The most revealing detail in Variety's report about Amazon MGM dropping Luca Guadagnino's nearly complete film "Artificial" is not the decision itself but the language used to explain it. An Amazon spokesperson said the company believes the film "will be better served if it were released by a different studio." The film stars Andrew Garfield as Sam Altman and centers on Altman's brief 2023 ouster and subsequent rehire at OpenAI. The decision follows Amazon's February partnership with OpenAI, which included a $50 billion investment and expanded use of Amazon Web Services.

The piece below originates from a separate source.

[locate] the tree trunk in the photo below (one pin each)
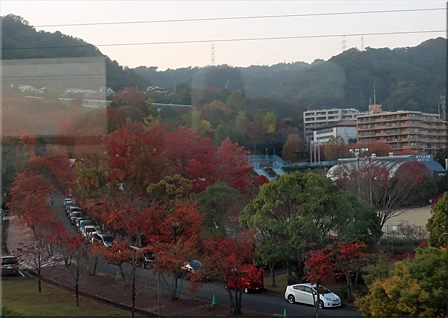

That framing makes the polite corporate language do a lot of work. Amazon is not saying the film is bad. Prior test screenings reportedly went positively, and the ensemble Guadagnino assembled is A-list: Monica Barbaro as former OpenAI CTO Mira Murati, Yura Borisov as chief scientist Ilya Sutskever, and Ike Barinholtz as Elon Musk, with a screenplay by SNL alum Simon Rich. Audiences reportedly viewed the Altman and Musk characters as the least sympathetic in the narrative. What Amazon is saying, obliquely, is that a studio now bound to a $50 billion partner is not the right home for a film that portrays that partner's CEO in an unflattering light.

The studio says it will shop the project to other distributors, which is where the story gets interesting. Independent distributors or streaming platforms without comparable AI investment stakes are the obvious candidates. The controversy is already functioning as marketing: a completed, reportedly well-received film with a high-profile cast, dropped by its original distributor under circumstances this visible, arrives at any future buyer pre-loaded with a news cycle.

What the reporting does not give you is any account of whether Amazon executives actually screened the finished film, or whether this was a business-relations call made above the studio level. It also leaves open how the shift affects the film's awards-season timing, which matters considerably for a project of this scale. The honest read is that this is a film about who controls the narrative around AI's founding era that is now, in a small but concrete way, being shaped by who controls AI.